Paris Hilton 'That's Hot' Case Is Heating Up
Fri Dec 14, 2007 @ 03:54PM PSTPosted by Matthew Heller
A federal judge in Los Angeles may be forced to watch an episode of the reality show "The Simple Life" before he decides whether a Paris Hilton greeting card is entitled to the free-speech protections of California's anti-SLAPP statute.
As we previously posted, the hotel heiress and frequent litigator sued Hallmark Cards in September, claiming a card that depicts her as a waitress misappropriates her name and likeness and violates her trademark in the phrase "That's hot." Hallmark contends Hilton is trying to squelch a parody that constitutes a "transformative" fair use.
Documents filed in connection with Hallmark's motion to dismiss the case -- which U.S. District Judge Percy Anderson is due to hear Dec. 17 -- feature radically different comparisons of the card and an episode of "The Simple Life" in which Hilton works as a waitress. "[T]here is nothing 'transformative' about Hallmark’s greeting card," Hilton attorney Brent Blakely of the Blakely Law Group in Hollywood insists in an opposition brief. "... Indeed, the card is a rip-off of the episode Sonic Burger Shenanigans."

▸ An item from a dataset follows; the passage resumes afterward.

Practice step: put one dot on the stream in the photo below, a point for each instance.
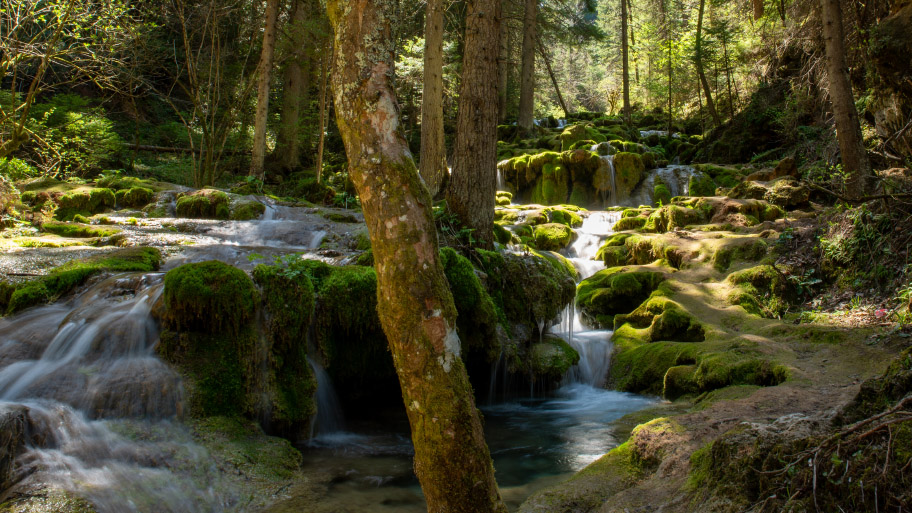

Blakely cites the publicity rights precedent of Comedy III Productions v. Sarderup, 25 Cal.4th 387 (2001), for the proposition that
when, as here, “artistic expression takes the form of a literal depiction of a celebrity for commercial gain, directly trespassing on the right of publicity without adding significant expression beyond that trespass, the state law interest in protecting the fruits of artistic labor outweighs the expressive interests of the imitative artist.”
Hallmark attorney Lincoln Bandlow of Spillane Shaeffer Aronoff Bandlow in Century City counters in a reply brief that the card adds "significant creative elements." While the TV segment features Hilton in red shirt, yellow baseball hat and "acting as a car hop at a fast food restaurant,"
the Card shows a hatless Hilton in a light blue shirt, white apron and oven mitt serving a plate of food to a customer seated at a counter in a sit-down restaurant.
Regrettably perhaps, neither lawyer discusses whether the phrase "fruits of artistic labor" should be applied to an episode of "The Simple Life."